Samuel Clay is a grad student in the schools of design and of engineering at Harvard. He founded NewsBlur, a personal RSS news reader, and Turn Touch, beautiful control for the smart home.
Adventures in Wearable Electronics - Making a Light-up Dress
January
15th,
2014
For New Year’s Eve 2014, my girlfriend and I went to a dance party where wearable electronics were not only encouraged but also on display from a variety of hobbyists. I decided to use this as an opportunity to combine two of my favorite hobbies: sewing and electronics.
It is my goal to encourage more people to weave wearable electronics into their own clothing. It’s the future and we might as well look the part. Plus it’s easy to get started and to modify existing code.
I used Adafruit’s NeoPixel library to control the LEDs. There were 60 LEDs per 1 meter-long strand. We only needed 40 of the LEDs, but instead of cutting them off, we simply sewed the unused third underneath the strand and cut the software off at 40 LEDs. This way we can repurpose the LED strands when we decide to move them to a new dress.
In order to make the connections between the LED strands and the Flora module, I used 30 AWG wire, which is an extremely thin and light wire. The gauge is 0.01” and is as fine as thread. This allowed me to sew the wire into the fabric. I could have used conductive thread, but this wire wrap has a sheath that prevents it from shorting other wires when they touch. It’s also extremely light-weight, so having 18 wires (3 wires per LED strand: power, ground, data) looping around the dress wasn’t an issue.
I also want to mention that the code below is hard-coded for six stands. There is a fine line between a hack and a project, and for this, due to my limited time budget, was closer to hack than reusable project. You can easily abstract the code below to account for more or fewer strands, but I was able to ship before midnight on NYE, so I’m considering it a success.
Above we have the code for setup and loop, the two main Arduino routines.
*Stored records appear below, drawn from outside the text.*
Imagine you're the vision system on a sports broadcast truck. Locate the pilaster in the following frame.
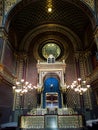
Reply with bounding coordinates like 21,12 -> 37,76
0,0 -> 4,26
15,52 -> 28,80
74,52 -> 80,78
95,0 -> 98,23
74,51 -> 92,110
0,28 -> 8,64
0,28 -> 15,84
94,27 -> 98,51
74,51 -> 91,79
14,52 -> 28,109
74,51 -> 86,79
Notice that I am repeating the hula hoop routine, since it’s pretty quick and looks good on repeat.
I also want to note that every single routine gets its own random color and random delay. This bit of randomness is something I weave into all of my wearable electronics, since it goes just a bit further than off-the-shelf components and shows that there was some intelligence behind the routine.
By giving a random delay to each routine I am actually changing the speed of the routine. Sometimes the raindrops would fall quickly, sometimes the hula hoop would have a slow fall and rise. It’s all part of making mesmerizing patterns.
Hula hoop
For the hula hoop routine, I chose to use cylons at equal positions that move up and down the strand. To make the transition from one LED to the next, I use a cylon, which is a fancy way of saying that the LEDs immediately above and below the active LED are also on, but at a reduced brightness.
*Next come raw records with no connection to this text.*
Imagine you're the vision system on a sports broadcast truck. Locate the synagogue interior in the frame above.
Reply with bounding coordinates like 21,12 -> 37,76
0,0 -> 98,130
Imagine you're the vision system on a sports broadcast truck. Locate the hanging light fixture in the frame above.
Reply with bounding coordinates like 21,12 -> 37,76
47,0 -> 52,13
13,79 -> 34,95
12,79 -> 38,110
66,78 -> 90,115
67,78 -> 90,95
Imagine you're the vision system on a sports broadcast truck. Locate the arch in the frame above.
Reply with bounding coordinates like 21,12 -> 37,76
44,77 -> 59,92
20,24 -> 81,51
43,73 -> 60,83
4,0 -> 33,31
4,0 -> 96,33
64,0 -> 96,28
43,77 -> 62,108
In this case the cylon is 5 LEDs wide. 100% brightness for the middle/active LED, 1/18th brightness for the two adjacent LEDs, and 1/36th brightness for the two LEDs further out from there.
So what you see to the left are actually 5 LEDs turned on per-strand, although they get quite dim as you get further from the active LED. You can adjust the dimness of the adjacent LEDs by adjusting the weight parameter.
Sparkles
This is by far the easiest routine to program yet the one that brought the most attention. It simply flashes a random LED across all of the LED strips.
Raindrops
This is by far the most difficult of the routines. This one sends down cylons (5 LEDs, with the center LED being the brightest and the adjacent LEDs becoming decreasingly bright, so as to give the impression of smoother animation).
But you should notice that the next raindrop starts when the previous raindrop is half-way down the dress. In order to make it seamless, at the beginning of the routine I actually start another LED at the half-way mark, referred to in the below code as e_alt. This means that there is no point at which the dress looks spent and is waiting for the routine to start over.
Spiral
This routine is better in theory than in practice. The idea is to have a quick succession of LEDs light up in a spiral pattern. This would work a bit better with more LED strands wrapped around the dress.
In this case, I’m simply looping through the strands and lighting up successive LEDs. But the nice thing about this routine is that it has a dramatic crescendo to the top, at which point the hula hoop routine begins and it looks like the action started at the bottom and quickly worked its way up to the top, only to smoothly fall back down. It’s a mesmerizing effect.
Random Colors
Since randomness is the spice that gives this dress its mesmerizing qualities, it’s important to have a good list of colors to use.
Dancing to 2014
And what good is a beautiful light-up dress without a well lit dance partner? Here I am decked out in blue EL wire. I spent the better part of three hours sewing this wire into the edges of one of my jackets. But while hand-sewing can take half a day, the result is a great fit and a capable match for Brittany’s dress.